Jim Bradshaw: Christmas is over; it's King Cake time
Jan. 6, the feast of the Epiphany, is the official end of the Christmas season, but that doesn’t mean we have to give up our festivities.
It is also the beginning of Carnival, the season leading up to Mardi Gras.
But perhaps even more significant to those of us who are not overly worried about girth or diet, it is the official start of the King Cake season, when it is downright rude to refuse a slice ─ not that anyone I know would want to. If there is any hesitation, we can tell ourselves that we have to eat it or people will call us cheapskates who are afraid of having to buy the next one.
It’s all part of a long tradition.
The first King Cakes were baked in France centuries ago as part of the celebration of the three wise men finding the infant Jesus twelve days after Christmas.
At some point, bakers began hiding a bean or pea inside the cake, and the person who got it was declared royalty for the day.
The tradition came to Louisiana with its first French settlers, who also brought the celebration of Mardi Gras.
Nobody knows for sure just when Epiphany and Carnival came together to be manifested in a cake. Most of us are just happy that they did.
Our King Cakes are decorated in the traditional Mardi Gras colors ─ gold (for power), green (for faith) and purple (for justice). Traditionally, a small plastic baby, symbolizing the baby Jesus, is hidden in the cake.
It’s supposed to bring luck to the person who finds it, but also the obligation to provide the next cake.
Some sources credit Donald Entringer Sr., a Metairie baker, with substituting the baby for a bean.
In the 1940s. according to those accounts, he was asked by a Carnival krewe to hide prizes in some King Cakes.
He got approval from the health department to add the tiny babies to his batter, and a tradition was born.
Other sources say the tradition began earlier than that, but it couldn’t have been much earlier. When did toymakers start turning out little plastic people?
Another New Orleans baker made history by thinking big, really big.
According to the Guinness Book of World Records, Haydel’s Bakery in New Orleans created the world’s largest King Cake in 2010. It took 28 full-time employees to make two cakes huge enough to go around the Superdome.
Both rings of the cakes were record-breaking: One weighed 4,073 pounds, breaking the old record held by a Houston bakery; the other ring weighed 4,068 pounds.

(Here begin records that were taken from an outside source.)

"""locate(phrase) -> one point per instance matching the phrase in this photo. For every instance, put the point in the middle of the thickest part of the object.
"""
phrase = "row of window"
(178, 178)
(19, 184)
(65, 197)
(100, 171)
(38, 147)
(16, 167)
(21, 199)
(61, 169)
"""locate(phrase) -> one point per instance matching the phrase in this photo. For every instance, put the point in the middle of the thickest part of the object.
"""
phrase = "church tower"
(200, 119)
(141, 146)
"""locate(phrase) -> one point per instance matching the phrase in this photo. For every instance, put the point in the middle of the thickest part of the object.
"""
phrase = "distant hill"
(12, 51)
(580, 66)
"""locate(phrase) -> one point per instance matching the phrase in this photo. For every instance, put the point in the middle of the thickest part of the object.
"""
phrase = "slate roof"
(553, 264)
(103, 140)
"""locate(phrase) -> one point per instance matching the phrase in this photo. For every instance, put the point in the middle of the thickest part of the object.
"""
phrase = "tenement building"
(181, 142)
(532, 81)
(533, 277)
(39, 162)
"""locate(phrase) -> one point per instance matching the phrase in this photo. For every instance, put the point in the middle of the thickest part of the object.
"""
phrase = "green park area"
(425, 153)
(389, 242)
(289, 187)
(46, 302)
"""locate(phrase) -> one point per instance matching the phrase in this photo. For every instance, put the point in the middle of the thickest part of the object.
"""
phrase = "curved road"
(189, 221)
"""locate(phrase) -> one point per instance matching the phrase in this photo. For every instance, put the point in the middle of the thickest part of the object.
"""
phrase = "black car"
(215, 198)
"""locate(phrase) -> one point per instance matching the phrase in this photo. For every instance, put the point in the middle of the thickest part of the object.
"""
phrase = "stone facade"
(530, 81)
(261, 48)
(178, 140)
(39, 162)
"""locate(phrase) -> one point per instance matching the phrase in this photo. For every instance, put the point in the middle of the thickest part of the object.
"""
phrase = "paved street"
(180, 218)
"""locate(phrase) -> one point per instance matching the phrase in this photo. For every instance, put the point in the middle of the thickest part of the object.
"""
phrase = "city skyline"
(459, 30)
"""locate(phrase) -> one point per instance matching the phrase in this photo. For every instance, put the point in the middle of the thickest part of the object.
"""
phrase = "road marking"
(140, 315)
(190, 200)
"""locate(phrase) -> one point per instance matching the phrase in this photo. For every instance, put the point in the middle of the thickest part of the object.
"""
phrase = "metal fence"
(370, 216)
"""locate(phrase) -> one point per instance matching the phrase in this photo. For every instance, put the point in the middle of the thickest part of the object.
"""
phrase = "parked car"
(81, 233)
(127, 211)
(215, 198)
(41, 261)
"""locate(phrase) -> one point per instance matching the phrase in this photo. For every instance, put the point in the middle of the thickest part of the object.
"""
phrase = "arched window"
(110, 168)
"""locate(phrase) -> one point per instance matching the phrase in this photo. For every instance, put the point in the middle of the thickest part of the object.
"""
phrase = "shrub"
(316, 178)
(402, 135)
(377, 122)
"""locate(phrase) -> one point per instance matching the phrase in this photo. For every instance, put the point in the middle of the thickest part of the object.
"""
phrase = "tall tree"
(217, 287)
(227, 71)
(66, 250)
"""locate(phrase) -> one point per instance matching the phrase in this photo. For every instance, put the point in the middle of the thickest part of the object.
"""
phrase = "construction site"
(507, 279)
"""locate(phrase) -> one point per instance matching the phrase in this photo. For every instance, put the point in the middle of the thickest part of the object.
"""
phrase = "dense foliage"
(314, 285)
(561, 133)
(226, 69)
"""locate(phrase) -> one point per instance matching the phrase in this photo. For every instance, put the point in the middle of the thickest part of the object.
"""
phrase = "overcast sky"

The bakers used 4,000 pounds of flour, 286 pounds of yeast, 428 dozen eggs, 1,178 pounds of water, 8.925 gallons of flavoring, 2,087 pounds of icing, 331 pounds of sprinkles, 299 pounds of cinnamon sugar, and 70 pounds of vegetable oil.
Guinness didn’t say whether there was baby in the cake, but I know a few folks who might have kept eating until they found out.
There probably wasn’t one. Where are you going to find a 2-ton plastic baby?
Besides, a lot of bakers nowadays just send a baby along with the cake. You can put it in the cake or under a slice if you want to. OSHA or somebody worried that somebody might choke on one that is hidden.
That’s fine with me, for the same reason some people favor martinis without olives
Why would you want to take up room with a plastic bauble when it could be filled with the good stuff?